D'un esprit créatif et patient, il excella dans les inventions ; c'est lui qui trouva la viande liquide fabriquée avec du cheval de course, nourriture très recommandée aux banquiers, caissiers et notaires ; cela se vendit relativement peu, la nécessité l'obligea à boire son fonds, il s'emballa de nouveau sur une autre affaire véreuse ; remarquant fort intelligemment que le chien basset avait un cours très élevé sur le marché aux chiens, il ramassa sans distinction de race tous les animaux de l'espèce chien qu'il put trouver, et armé d'un grand fouet il les fit courir des journées entières sur une piste de papier de verre n°3 mais la déveine le poursuivait implacablement ; au moment où ses chiens allaient avoir les pattes usées à la longueur réglementaire pour faire de très beaux bassets ils crevèrent tous de la maladie.
Dégoûté, révolté contre le sort le microbe de l'anarchie germa en sa cervelle, il partit un beau matin de sa ville natale pour lancer un nouveau produit, un poison violent, le poison révolutionnaire, devant changer le grand principe social, le poison pour les miséreux, pour les travailleurs, donnant la mort sans douleur !

Portrait de Vlaminck par Derain, 1905

Il fit de belles conférences dans les grands centres industriels, dans les grandes citées ouvrières, et là, devant des centaines de mille de travailleurs, dans des discours emphatiques il leur expliqua que sur cette terre, une moitié du genre humain travaille pour nourrir l'autre moitié vivant à ne rien faire !

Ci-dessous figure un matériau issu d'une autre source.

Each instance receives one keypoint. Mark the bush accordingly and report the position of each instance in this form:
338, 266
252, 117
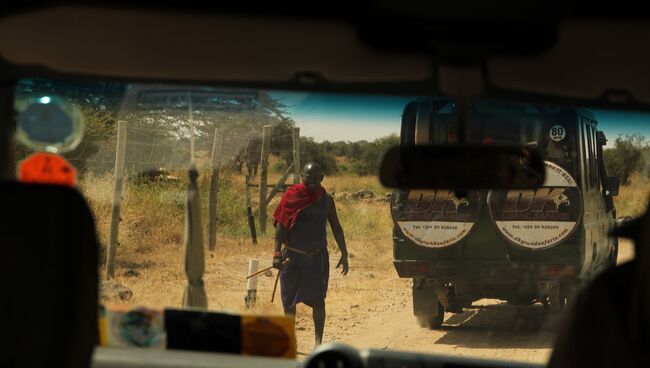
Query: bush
626, 156
369, 159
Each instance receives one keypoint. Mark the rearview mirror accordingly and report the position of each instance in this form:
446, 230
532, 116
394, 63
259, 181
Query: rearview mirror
612, 185
48, 123
462, 167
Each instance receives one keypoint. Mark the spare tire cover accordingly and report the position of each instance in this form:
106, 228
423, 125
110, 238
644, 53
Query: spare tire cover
540, 218
435, 218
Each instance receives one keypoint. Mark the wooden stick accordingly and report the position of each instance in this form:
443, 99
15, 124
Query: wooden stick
258, 272
120, 153
275, 286
264, 166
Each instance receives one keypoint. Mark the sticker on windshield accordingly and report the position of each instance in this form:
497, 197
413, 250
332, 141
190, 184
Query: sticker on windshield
435, 219
557, 132
540, 218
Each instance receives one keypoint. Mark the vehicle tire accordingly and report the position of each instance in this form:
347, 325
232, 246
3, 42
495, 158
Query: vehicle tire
432, 322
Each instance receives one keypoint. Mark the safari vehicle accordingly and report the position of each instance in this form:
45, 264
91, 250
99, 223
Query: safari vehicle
581, 56
519, 245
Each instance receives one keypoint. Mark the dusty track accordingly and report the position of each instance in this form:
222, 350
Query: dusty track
369, 308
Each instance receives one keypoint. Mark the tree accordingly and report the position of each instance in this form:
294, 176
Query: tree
625, 157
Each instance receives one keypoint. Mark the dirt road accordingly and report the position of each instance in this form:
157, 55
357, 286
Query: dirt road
383, 319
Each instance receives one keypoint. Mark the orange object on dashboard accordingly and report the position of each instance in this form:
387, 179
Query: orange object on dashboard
47, 168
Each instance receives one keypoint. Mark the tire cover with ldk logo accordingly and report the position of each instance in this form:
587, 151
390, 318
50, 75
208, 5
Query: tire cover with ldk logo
540, 218
436, 218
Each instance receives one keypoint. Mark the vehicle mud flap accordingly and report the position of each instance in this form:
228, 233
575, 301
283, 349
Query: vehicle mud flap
426, 306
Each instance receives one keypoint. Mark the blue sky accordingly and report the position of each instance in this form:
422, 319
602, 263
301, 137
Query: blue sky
336, 117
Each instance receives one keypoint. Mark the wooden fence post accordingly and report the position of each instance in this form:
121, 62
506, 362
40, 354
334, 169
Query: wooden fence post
264, 163
120, 153
277, 186
251, 286
296, 155
215, 164
249, 208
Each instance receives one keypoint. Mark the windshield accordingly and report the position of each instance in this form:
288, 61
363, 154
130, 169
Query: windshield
430, 271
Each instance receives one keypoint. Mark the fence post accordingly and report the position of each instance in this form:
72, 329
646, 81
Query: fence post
279, 183
251, 287
249, 208
215, 164
296, 155
120, 153
264, 165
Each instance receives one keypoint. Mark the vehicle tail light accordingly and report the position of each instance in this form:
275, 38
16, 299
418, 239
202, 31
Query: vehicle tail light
561, 270
415, 268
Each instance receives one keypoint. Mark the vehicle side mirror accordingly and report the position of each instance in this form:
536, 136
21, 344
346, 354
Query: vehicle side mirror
612, 185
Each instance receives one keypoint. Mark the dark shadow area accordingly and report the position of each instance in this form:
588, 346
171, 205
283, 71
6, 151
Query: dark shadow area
502, 326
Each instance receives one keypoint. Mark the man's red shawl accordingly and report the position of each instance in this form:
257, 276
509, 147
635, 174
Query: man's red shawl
294, 200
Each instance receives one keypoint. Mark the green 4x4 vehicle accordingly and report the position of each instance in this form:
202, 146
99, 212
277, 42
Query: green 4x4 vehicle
521, 246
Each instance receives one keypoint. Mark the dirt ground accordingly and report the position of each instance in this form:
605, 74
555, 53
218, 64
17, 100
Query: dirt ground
369, 308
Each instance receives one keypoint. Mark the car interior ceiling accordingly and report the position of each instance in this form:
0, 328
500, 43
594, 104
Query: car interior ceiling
578, 62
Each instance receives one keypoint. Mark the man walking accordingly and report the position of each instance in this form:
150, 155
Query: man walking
300, 225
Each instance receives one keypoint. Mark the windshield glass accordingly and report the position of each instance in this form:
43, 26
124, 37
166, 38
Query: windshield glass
430, 271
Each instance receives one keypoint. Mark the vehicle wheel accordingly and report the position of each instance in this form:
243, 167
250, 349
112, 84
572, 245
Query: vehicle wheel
432, 322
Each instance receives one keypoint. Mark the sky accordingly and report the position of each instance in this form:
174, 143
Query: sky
337, 117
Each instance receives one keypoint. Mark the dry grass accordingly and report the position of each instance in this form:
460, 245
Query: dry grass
632, 199
150, 254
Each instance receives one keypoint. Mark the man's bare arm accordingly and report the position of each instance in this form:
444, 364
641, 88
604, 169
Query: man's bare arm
339, 236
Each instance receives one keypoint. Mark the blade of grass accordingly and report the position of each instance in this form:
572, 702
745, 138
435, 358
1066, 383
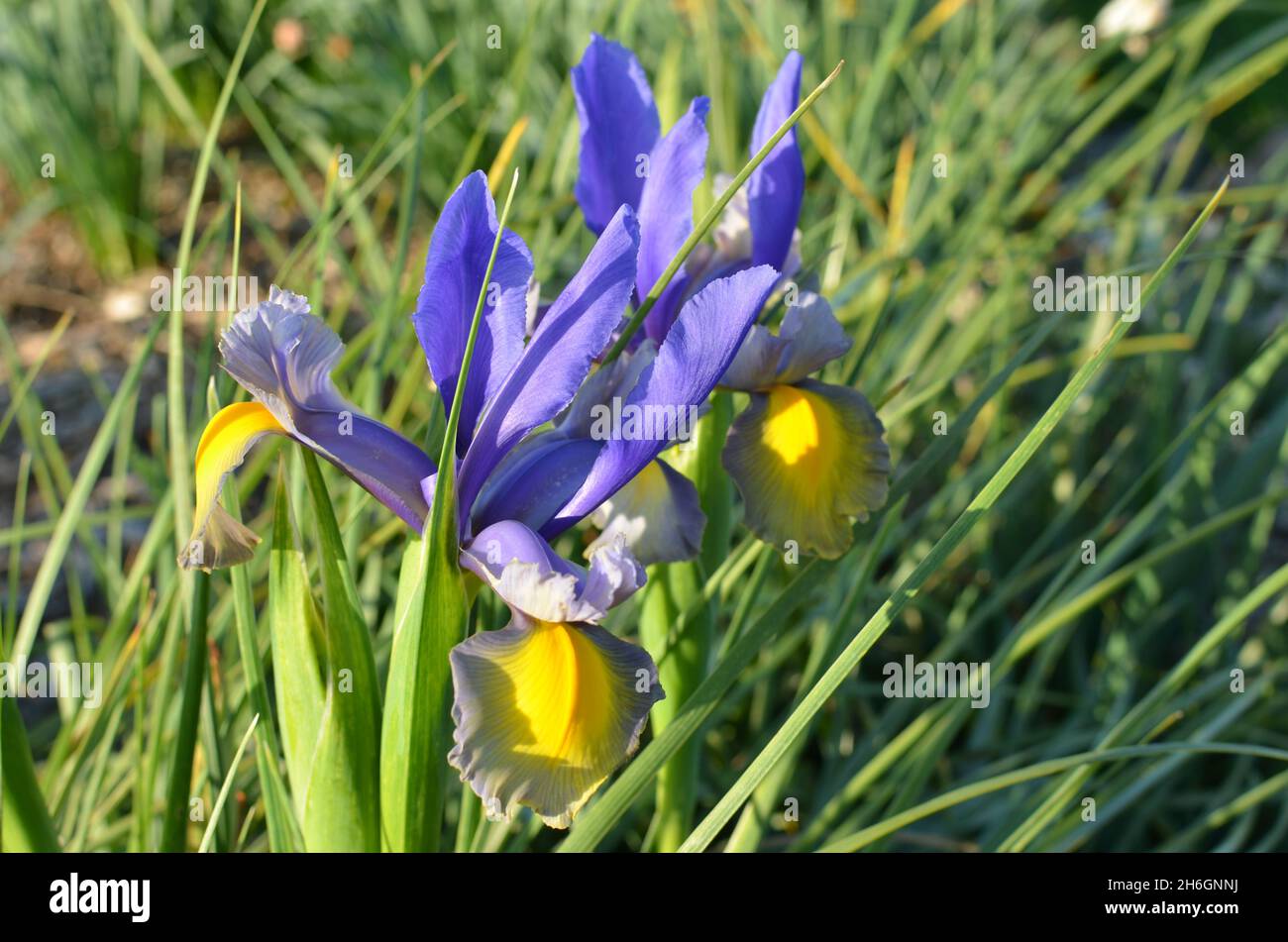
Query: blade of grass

    « Oui camarades ! malgré vos grèves, malgré vos syndicats, malgré les efforts inouïs du socialisme rien n'a encore changé !
    Eh ! bien compagnons, moi seul possède le remède sur et certain pour amener la société idéale à l'égalité humanitaire, moi seul possède le moyen d'embêter cette moitié parasitaire et fainéante, qui se gorge de votre sueur !
    Citoyens empoisonnez-vous tous avec mon incomparable poison que je vends à un prix dérisoire de bon marché ! »
     

C'était cruel mais logique, ô combien ! Il fut hué, gaulé à coup de tabourets, dans sa dernière conférence il eut un œil crevé par un éclat de rire. C'était la faillite...
Son poison n'avait pas de succès..., il n'en vendit que deux boites à un fou, et une autre à une hystérique.
Convaincu que le monde ne comprendrait jamais les doctrines de la phylosophie [sic] du bon sens, il alla la prêcher dans le désert, en revint quelques mois après plus riche de trois corps aux pieds et couvert de poux d'une espèce très rare, inconnue des paillasses parisiennes, il en donna sans arrière pensée, une bonne moitié à une femme de sa connaissance qui lui prêta vingt sous... alors plein d'espoir en son étoile il courut chercher un billet de la loterie faite au profit des enfants morts-nés.
Et comme il n'y a de la chance que pour la canaille je lui souhaite de gagner les deux cent mille francs.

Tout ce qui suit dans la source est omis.